В Казахстане жило очень много «неблагонадежных» и среди них легче было затеряться.
И лишь в тысяча девятьсот пятьдесят восьмом году братьев посмертно реабилитировали по решению военного трибунала СибВО (сибирского военного округа). А в две тысячи первом году Серафима и Никиту Белкиных внесли в «Книгу жертв политического террора».
Имена части людей, ставших жертвами советской власти, родные и близкие смогли сообщить и их внесли в «Книгу памяти….», но очень многие канули в небытие, так и затерявшись в застенках обладателей кроваво – красного знамени.
В Казахстане мать Максима смогла устроиться швеёй. Она шила тюремную и солдатскую одежду. Максим был тогда еще грудным ребенком и спал рядом с матерью. Женщине разрешили держать ребенка рядом с собой при условии, если она будет выполнять норму. Родные подшучивали над ним:
– Максиму для сна не нужны тишина или покой вокруг, он может спать везде и при любом шуме. Он же в младенчестве спал в цехе под шум многих швейных машинок.

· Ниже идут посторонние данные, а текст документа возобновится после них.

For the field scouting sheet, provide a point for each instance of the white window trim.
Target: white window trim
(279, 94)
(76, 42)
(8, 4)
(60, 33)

Все дети не понаслышке знали, что такое голод. Семья переехала в Казахстан, мечтая затеряться среди прочих «неблагонадежных», а еще надеясь, что там теплее, и легче будет прокормиться. Но денег на корову у них не было, и очень скоро выяснилось, что без «коровы-кормилицы» в Казахстане почти такой же голод, как и в Сибири.
Агнес и Максим испытали голод и холод и поэтому, как только у них появилась возможность зарабатывать на жизнь, они очень много трудились. Создав семью, Агнес и Максим работали не покладая рук, чтобы их дети не знали чувства, когда тебе снится краюха хлеба, а желудок сводит голодными спазмами.
Скопив небольшую сумму денег на покупку дома, Максим отправился на поиски, ведь на аренду даже маленькой комнатки уходили средства, так необходимые для семьи.
Молодой мужчина согласился купить старенький дом у знакомых, владельцы которого никак не могли избавиться от крупных тараканов. Чем только ни травили насекомых, ничего не помогало! Хозяевам приходилось по очереди вставать по ночам с тапочкой и веником, но насекомых не становилось меньше.
Максим согласился взять дом ради низкой цены, но подошел к делу основательно. Он разобрал старое строение до основания, отобрал строительные материалы, пригодные для нового дома, а остальное облил керосином и сжег. В новом доме Белкины никогда не видели этих насекомых. Дети даже не знали, как выглядит таракан.